I have been mildly obsessed with the Japanese art of Gyotaku lately. I have scoured the internet for different interpretations of this elegant art form. Some of my favorites came from this collection of 3rd graders on Artsonia.
I wanted my two groups of K thru 5th graders to try a couple different methods for their Gyotaku. We worked with wet on wet watercolor backgrounds as well as creating prints using ferns, plants and feathers to mimic the look of seaweed. As much as I wanted to use a real fish, I opted for a lovely rubber blue gill. I thought the smell and the "gross out factor" for some, might be an issue that would distract from the overall lesson. (Though I am bound and determined to try this with the real thing eventually.) I allowed each student to make 3 prints with rice paper as well as regular printer paper. These dried quickly enough for the children to use chalk pastel to add color and definition to their fish. Some opted for realistic hues, while others let their imaginations run wild. Some children have more tweaking to do with their pieces on day two. This lesson was all about the exploration of media, but moreover, an introduction to this mid 19th century art form of "fish rubbings" by Japanese fisherman.

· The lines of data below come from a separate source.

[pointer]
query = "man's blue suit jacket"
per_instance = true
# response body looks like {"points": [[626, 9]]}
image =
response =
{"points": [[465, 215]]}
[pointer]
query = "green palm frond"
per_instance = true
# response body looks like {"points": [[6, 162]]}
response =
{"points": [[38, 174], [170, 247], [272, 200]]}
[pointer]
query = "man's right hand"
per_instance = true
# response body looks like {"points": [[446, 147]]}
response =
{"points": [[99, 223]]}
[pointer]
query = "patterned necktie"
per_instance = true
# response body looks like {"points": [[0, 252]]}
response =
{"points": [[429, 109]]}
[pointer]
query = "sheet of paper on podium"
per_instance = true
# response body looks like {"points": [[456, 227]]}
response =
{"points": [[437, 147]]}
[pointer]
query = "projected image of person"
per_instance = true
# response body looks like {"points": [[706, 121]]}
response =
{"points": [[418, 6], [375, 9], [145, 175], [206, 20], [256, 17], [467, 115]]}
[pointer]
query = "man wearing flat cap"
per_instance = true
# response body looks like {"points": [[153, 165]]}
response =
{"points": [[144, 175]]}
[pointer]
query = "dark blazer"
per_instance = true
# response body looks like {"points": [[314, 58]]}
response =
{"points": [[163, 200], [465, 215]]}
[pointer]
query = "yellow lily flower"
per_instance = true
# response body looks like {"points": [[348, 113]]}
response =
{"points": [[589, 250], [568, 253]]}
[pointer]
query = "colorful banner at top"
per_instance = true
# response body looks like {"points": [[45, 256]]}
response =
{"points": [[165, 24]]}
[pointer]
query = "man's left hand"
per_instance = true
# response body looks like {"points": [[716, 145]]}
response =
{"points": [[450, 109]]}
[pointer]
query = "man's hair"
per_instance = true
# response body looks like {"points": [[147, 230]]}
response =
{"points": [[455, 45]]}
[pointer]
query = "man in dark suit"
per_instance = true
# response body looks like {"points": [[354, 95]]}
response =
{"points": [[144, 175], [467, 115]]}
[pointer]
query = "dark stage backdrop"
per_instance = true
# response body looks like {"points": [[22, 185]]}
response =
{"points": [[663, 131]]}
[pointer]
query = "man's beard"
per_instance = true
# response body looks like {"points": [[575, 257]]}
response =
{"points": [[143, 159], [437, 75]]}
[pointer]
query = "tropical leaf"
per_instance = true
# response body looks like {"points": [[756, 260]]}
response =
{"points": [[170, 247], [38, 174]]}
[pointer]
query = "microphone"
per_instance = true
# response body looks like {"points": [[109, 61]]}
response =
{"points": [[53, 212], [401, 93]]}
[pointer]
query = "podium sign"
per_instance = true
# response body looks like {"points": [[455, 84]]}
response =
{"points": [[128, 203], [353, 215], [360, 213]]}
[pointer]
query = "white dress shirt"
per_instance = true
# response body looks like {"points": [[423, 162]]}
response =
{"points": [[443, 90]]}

Rice Paper or Printer Paper (81/2 X 11)
Watercolor Paper (9 X 12)
Watercolor Paints and Large Brushes
Black Ink or Watered Down Craft Acrylic Paint
Brayer or Sponge Brush
Scissors and Glue Sticks
Rubber "Gyotaku" Fish Found at Dick Blick or Amazon
Children take turns making prints of the fish by using a brayer or sponge brush to apply a think layer of ink or watered down craft acrylic. They will lay a piece of rice paper or regular printer paper on top and gently rub to get all the details transferred to the paper. Put these up to dry. For the backgrounds, children can use a wet on wet watercolor technique by painting their piece of watercolor paper with water only and then adding watercolor on top. Colors will "bleed" together. These are put up to dry. Once their Gyotaku fish prints are dry, children can add color by gently using the sides of chalk pastels and blending colors with their pointer fingers. Definition to the fish's eye can be added using Sharpie markers. Fish are then cut out and glued to their dry watercolor backgrounds.